Nach der Krise 2008 und 2009 hat sich die weltweite Automobilzulieferindustrie in diesem Jahr rasant erholt. Inzwischen haben die weltweiten Umsätze fast das Vorkrisenniveau erreicht, die Profitabilität wird nach Einschätzung der Strategieberater von Roland Berger und der Finanzspezialisten von Lazard mit einer Umsatzrendite von bis zu sechs Prozent in diesem Jahr vermutlich einen neuen Rekord markieren. Haupttreiber der Erholung sind die boomenden Automärkte Chinas, Brasiliens und Indiens. Etwas verhaltener verläuft die Entwicklung in den noramerikanischen Märkten, in Europa und Japan.

Eine Umfrage der Unternehmensberatung A.T. Kearney und der Marktforschung SupplierBusiness unter weltweit mehr als 220 leitenden Managern von Automobilzulieferern präzisiert den Trend: Danach rechnen in China und Indien 94 Prozent aller Zulieferer mit einem nachhaltigem Umsatzwachstum. In Amerika sind es 92 Prozent, in Europa 64 Prozent. "In Europa ist das Bild geteilt - die deutschen Premiumhersteller profitieren von der starken Auslandsnachfrage, andererseits leiden viele Volumenhersteller nach dem Auslaufen der staatlichen Unterstützungsprogramme unter schwächerer Nachfrage", sagt Andreas Gräf, Co-Autor der Studie.

76 Prozent aller Zulieferer sehen eine Verbesserung des Wirtschaftsklimas gegenüber 2009. Knapp 60 Prozent gehen sogar von einem mehr als 20-prozentigen Umsatzwachstum gegenüber dem Vorjahr aus. "Wir erwarten für die Automobilzulieferindustrie ein stabiles Wachstum und eine deutliche Verbesserung des Wirtschaftsklimas", sagt Martin Haubensak, Autospezialist bei A.T. Kearney.

Allerdings sind viele Zulieferer von der Größe der Auftragswelle überrascht worden: Teilweise kann die Nachfrage mit den im Zuge der Krise reduzierten Produktionskapazitäten derzeit nicht mehr abgearbeitet werden. "Vor allem Zulieferer, die in der Krise Kapazitäten stark abgebaut haben, kämpfen heute mit Lieferschwierigkeiten", sagt Gräf. Immer wichtiger werde deshalb die Einführung flexibler Konzepte, um dem kürzeren Bestellvorlauf und der gestiegenen Volatilität gerecht zu werden. „Teilweise hat sich der Planungsvorlauf auf wenige Wochen reduziert, damit steigen die schon hohen Anforderungen an Flexibilität nochmals deutlich an", sagt Haubensak.

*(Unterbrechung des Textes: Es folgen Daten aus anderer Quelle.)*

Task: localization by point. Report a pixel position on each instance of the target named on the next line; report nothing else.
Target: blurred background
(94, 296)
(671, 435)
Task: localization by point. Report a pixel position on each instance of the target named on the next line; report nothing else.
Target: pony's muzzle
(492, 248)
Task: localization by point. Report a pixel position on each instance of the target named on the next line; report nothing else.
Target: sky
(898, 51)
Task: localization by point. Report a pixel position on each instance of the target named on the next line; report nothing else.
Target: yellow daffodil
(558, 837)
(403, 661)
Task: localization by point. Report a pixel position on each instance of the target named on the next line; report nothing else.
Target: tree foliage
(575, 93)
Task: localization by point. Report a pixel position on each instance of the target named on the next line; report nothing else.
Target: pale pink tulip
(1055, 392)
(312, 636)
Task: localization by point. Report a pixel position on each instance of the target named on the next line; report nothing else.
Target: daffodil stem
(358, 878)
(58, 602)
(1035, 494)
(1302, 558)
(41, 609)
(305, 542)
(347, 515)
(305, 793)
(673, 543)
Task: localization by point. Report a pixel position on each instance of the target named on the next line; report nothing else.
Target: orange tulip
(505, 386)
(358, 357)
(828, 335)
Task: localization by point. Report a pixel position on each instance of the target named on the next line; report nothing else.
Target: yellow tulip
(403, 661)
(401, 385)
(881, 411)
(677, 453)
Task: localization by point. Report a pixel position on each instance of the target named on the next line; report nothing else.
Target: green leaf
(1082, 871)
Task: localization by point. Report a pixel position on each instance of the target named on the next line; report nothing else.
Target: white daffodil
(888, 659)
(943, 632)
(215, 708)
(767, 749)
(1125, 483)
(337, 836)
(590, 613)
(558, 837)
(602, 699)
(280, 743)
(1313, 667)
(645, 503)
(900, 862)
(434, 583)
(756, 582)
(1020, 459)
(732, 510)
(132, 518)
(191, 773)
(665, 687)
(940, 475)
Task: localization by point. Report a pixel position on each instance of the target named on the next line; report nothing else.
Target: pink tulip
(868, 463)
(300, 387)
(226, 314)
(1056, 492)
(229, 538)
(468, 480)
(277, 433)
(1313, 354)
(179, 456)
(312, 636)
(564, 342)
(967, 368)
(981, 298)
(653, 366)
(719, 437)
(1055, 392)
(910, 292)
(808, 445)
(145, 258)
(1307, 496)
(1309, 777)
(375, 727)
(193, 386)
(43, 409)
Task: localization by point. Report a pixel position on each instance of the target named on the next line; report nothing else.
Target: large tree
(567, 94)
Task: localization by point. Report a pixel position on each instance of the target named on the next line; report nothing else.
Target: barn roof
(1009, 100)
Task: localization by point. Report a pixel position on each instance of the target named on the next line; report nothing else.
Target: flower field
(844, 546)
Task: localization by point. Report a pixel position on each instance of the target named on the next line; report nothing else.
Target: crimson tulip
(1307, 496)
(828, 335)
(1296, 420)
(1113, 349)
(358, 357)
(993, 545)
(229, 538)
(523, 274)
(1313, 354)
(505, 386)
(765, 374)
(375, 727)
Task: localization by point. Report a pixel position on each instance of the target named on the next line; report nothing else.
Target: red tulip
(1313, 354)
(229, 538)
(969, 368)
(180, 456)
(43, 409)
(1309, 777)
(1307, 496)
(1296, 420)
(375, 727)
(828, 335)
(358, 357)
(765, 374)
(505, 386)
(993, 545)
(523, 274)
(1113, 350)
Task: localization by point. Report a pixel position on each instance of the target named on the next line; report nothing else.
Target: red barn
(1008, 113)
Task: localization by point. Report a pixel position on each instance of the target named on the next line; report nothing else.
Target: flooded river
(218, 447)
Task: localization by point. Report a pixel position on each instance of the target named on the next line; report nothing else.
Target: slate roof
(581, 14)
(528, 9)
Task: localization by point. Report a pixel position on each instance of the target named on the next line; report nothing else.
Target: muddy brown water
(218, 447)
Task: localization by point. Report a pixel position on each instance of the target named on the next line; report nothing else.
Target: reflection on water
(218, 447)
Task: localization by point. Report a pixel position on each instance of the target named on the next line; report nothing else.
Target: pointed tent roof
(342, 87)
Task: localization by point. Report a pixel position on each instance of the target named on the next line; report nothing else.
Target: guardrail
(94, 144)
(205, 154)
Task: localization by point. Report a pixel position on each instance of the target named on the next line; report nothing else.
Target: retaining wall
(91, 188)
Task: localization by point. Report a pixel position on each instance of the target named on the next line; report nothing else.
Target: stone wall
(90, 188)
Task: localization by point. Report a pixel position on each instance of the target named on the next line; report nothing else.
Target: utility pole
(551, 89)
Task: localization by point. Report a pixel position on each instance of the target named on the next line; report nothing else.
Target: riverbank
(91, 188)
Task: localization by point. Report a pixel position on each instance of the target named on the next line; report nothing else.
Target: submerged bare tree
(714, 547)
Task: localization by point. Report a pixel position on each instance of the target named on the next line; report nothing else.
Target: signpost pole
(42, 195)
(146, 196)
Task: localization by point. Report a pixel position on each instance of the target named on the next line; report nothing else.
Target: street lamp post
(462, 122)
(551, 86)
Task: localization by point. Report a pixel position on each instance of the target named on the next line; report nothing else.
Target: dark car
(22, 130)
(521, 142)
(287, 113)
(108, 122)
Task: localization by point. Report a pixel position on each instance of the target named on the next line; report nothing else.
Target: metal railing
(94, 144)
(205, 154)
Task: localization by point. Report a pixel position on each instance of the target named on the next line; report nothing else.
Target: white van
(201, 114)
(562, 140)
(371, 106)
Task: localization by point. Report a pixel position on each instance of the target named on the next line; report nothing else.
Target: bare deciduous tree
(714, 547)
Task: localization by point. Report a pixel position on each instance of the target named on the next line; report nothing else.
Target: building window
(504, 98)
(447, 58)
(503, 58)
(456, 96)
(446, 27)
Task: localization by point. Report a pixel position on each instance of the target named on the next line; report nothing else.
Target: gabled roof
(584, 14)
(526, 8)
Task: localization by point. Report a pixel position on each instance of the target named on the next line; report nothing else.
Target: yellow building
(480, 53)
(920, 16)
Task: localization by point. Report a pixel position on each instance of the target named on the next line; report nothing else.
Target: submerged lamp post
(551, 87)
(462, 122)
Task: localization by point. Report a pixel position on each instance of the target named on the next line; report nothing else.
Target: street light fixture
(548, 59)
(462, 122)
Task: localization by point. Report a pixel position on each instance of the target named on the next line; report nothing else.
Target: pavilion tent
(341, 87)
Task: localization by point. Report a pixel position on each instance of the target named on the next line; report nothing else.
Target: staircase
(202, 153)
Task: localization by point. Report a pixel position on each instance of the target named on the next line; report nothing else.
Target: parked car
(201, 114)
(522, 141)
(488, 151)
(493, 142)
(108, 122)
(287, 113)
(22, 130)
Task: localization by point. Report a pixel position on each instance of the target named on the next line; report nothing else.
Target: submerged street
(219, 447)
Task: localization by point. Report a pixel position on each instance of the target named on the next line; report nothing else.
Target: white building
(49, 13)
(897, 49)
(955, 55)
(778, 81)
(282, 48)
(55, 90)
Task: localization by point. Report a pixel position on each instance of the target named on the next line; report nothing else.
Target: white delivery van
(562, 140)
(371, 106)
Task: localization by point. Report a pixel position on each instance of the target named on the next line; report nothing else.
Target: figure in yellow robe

Mittelfristig schwere Zeiten

Während der Krise hatten die Zulieferer allerdings kräftig Federn gelassen: "Die Branche hat weltweit rund 200 Milliarden Euro Umsatz, 75 Milliarden Euro Vorsteuergewinn und 15 Milliarden Euro Eigenkapital eingebüßt", schätzt Eric Fellhauer, Geschäftsführer bei Lazard. Rund um den Globus mussten 350 Zulieferer Insolvenz anmelden.

Trotzdem hat es die Branche geschafft, im Katastrophenjahr 2009 den Cashflow zu verbessern - durch Investitionskürzungen, Verringerung des Umlaufvermögens durch sparsamere Lagerhaltung und einer deutlichen Reduzierung vor allem der Personalkosten. Durch die steigenden Umsätze – der Branchenabsatz weltweit hat fast das Vorkrisenniveau erreicht – dürfte 2010 eine Rekord-Umsatzrendite von rund sechs Prozent erreicht werden, vermutet Marcus Berret, Partner bei Roland Berger Strategy Consultants.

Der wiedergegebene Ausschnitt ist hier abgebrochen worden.